I fidgeted with my sleeve, picking at the threads. “I know.”

“We'll just...take it slow, see what you're okay with, or what you're not okay with...see what happens.”

“I don't want to just wait and see what happens,” I said through clenched teeth. “You and Kathy...you just—have all the fucking patience in the world. All that it'll happen someday shit...I don't want just someday, Brian.” I was so sick of this. So tired of going in circles with Kathy, with Brian, with my own fucking mind. Or maybe we weren't. Maybe I was only frustrated because they weren't telling me what I wanted to hear.

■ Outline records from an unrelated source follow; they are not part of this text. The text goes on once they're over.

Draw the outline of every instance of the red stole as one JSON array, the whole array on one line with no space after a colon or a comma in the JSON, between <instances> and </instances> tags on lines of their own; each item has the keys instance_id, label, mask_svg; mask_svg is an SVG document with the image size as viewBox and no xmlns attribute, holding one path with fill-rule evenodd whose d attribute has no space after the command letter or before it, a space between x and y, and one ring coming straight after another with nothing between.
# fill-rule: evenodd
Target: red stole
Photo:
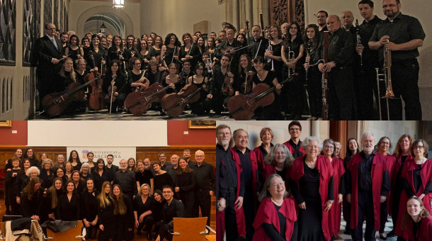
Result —
<instances>
[{"instance_id":1,"label":"red stole","mask_svg":"<svg viewBox=\"0 0 432 241\"><path fill-rule=\"evenodd\" d=\"M240 194L240 174L241 173L241 163L240 162L240 157L236 153L234 148L231 148L231 153L232 153L232 159L236 162L236 174L237 176L237 191L236 193L236 200L239 198ZM222 164L224 165L224 162ZM236 213L236 219L237 223L237 232L239 232L239 237L246 236L246 224L244 223L244 212L243 207L240 209L237 209L234 207L234 210ZM216 240L217 241L222 241L224 238L224 233L225 232L225 213L224 211L217 212L216 213Z\"/></svg>"},{"instance_id":2,"label":"red stole","mask_svg":"<svg viewBox=\"0 0 432 241\"><path fill-rule=\"evenodd\" d=\"M409 218L408 220L407 229L404 230L404 239L414 240L414 234L413 233L412 228L414 221L412 218ZM421 223L416 237L419 239L419 241L432 240L432 218L426 217L421 218Z\"/></svg>"},{"instance_id":3,"label":"red stole","mask_svg":"<svg viewBox=\"0 0 432 241\"><path fill-rule=\"evenodd\" d=\"M338 237L338 232L341 230L341 213L342 209L342 203L338 203L338 194L341 177L345 173L345 168L343 168L343 161L338 157L333 157L331 166L334 172L333 174L334 203L331 205L329 212L329 230L331 237Z\"/></svg>"},{"instance_id":4,"label":"red stole","mask_svg":"<svg viewBox=\"0 0 432 241\"><path fill-rule=\"evenodd\" d=\"M362 161L360 153L357 153L350 160L348 169L351 172L351 228L356 229L358 222L358 165ZM372 161L372 195L373 196L373 215L375 228L380 229L380 210L381 205L381 186L382 176L387 171L384 156L375 152Z\"/></svg>"},{"instance_id":5,"label":"red stole","mask_svg":"<svg viewBox=\"0 0 432 241\"><path fill-rule=\"evenodd\" d=\"M279 213L286 218L285 237L286 240L290 240L292 235L294 222L297 220L294 201L290 198L283 198L283 203L279 209ZM258 208L258 213L256 213L254 221L255 233L254 233L252 241L271 241L263 229L263 223L271 224L276 231L280 234L280 224L279 223L278 212L275 205L269 198L264 198Z\"/></svg>"},{"instance_id":6,"label":"red stole","mask_svg":"<svg viewBox=\"0 0 432 241\"><path fill-rule=\"evenodd\" d=\"M302 145L302 142L299 141L300 143L300 149L299 150L299 151L302 153L303 153L303 155L302 155L302 157L305 155L305 150L303 149L303 146ZM288 150L290 150L290 152L291 152L291 154L294 153L294 148L292 148L292 147L291 146L291 145L290 144L290 140L287 140L286 142L285 142L283 143L283 145L285 145L285 147L287 147L287 148L288 148Z\"/></svg>"},{"instance_id":7,"label":"red stole","mask_svg":"<svg viewBox=\"0 0 432 241\"><path fill-rule=\"evenodd\" d=\"M302 156L298 157L292 163L290 169L290 176L300 188L299 181L305 174L305 159L307 157ZM333 167L328 158L319 155L317 158L317 169L319 172L319 196L321 196L322 210L322 232L326 240L330 240L330 232L329 231L329 212L324 211L324 204L327 201L329 196L329 181L333 176Z\"/></svg>"},{"instance_id":8,"label":"red stole","mask_svg":"<svg viewBox=\"0 0 432 241\"><path fill-rule=\"evenodd\" d=\"M421 165L421 170L420 171L420 176L421 178L421 186L419 191L415 193L414 191L414 170L417 169L417 164L414 161L414 158L407 159L404 162L402 167L402 172L401 173L401 178L404 178L408 181L411 190L414 193L416 196L421 196L424 193L424 189L429 181L432 181L432 160L428 159ZM425 195L421 200L424 205L424 208L431 213L431 198L432 193ZM402 215L407 210L407 202L408 201L409 197L407 192L404 190L400 196L400 201L399 203L399 213ZM407 230L402 230L402 219L398 218L397 223L396 225L396 233L399 235L405 235L404 232Z\"/></svg>"}]
</instances>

There were no quick-fixes, as I was still in the process of realizing. There was no easy way out. Maybe they were right. Maybe time was all that could fix this.

“I know you don't,” said Brian, coming to a stop in a parking space outside his building. I hadn't even realized we were almost home. “But just because we're not where you want to be...it doesn't mean we can't have anything. And it doesn't mean we won't get there someday, eventually. It just means it's what we have for now.”

“I'm...I mean, I can kiss you,” I told him, though it felt like grasping at straws. “That's a good thing, right? And I can have you in the room with me when I'm the shower....”

“See? You've made progress,” Brian noted, sounding just a little like Kathy. Patient and relentlessly optimistic, which sure as hell was not the Brian I knew. Maybe therapy was having an effect on him, too. “You need to tell me what you're okay with, and what you want, Justin, so I can help you,” he finished.

I absorbed what he was saying, taking it in and turning it around and around inside my brain. What if I didn't know what I wanted? What if I wasn't sure what I could handle and what I couldn't? What if part of me was screaming that it wanted everything back the way it used to be, but the other half was falling to pieces at every reminder that it never would be that way again?

“I...” My words faltered and died on my tongue. I wasn't sure what Brian's reaction would be to hearing them, but when I glanced over at the driver's seat, he was waiting expectantly for me to finish. “I miss you.”

I'd mumbled the words, half-hoping that he wouldn't hear, but I knew he did. His expression softened, and he averted his gaze to the steering wheel.

“Yeah,” he said quietly. “You too.”

“Are things—they're never going to be like...like before. Are they?” My voice shook, trembling under the weight of unshed tears. But I refused to let them fall.

He considered me seriously, haunted hazel against tearful blue. “I don't know,” he admitted. “I don't know if it'll be the same, or how long it's going to take. I...I don't know.”

I swallowed the lump in my throat before forcing myself to voice one of my deepest fears. The type that cut me deep, just a little too close to the heart. “And what if...we're always waiting?”

His eyes were back on the steering wheel, his fingers clenched around the edge of it. He sighed, his forehead creasing as he stared at it. There were no tears in his eyes that I could see, but he closed them, swallowing hard, as though trying to fight them back anyway. “What do you want, Justin?” he demanded.

“The fucking truth.”

“Fine,” he said grimly. “The truth...the reality is, it might not happen for a while. Maybe never again. The fucking truth is that it might not be the same. It could be months, it could be years. We could always be waiting.”

A week ago—fuck, a day ago—this would have reduced me to tears. But I think I needed it, to hear it from him, to know that I wasn't alone in my fears.

“The truth...” he broke off, pressing his lips together as he gathered his bearings. “Is that if or when it happens—whenever it happens—we'll wait as long as we have to. It's...it's only time, Sunshine.”

For days, those words would echo inside my head. It's only time.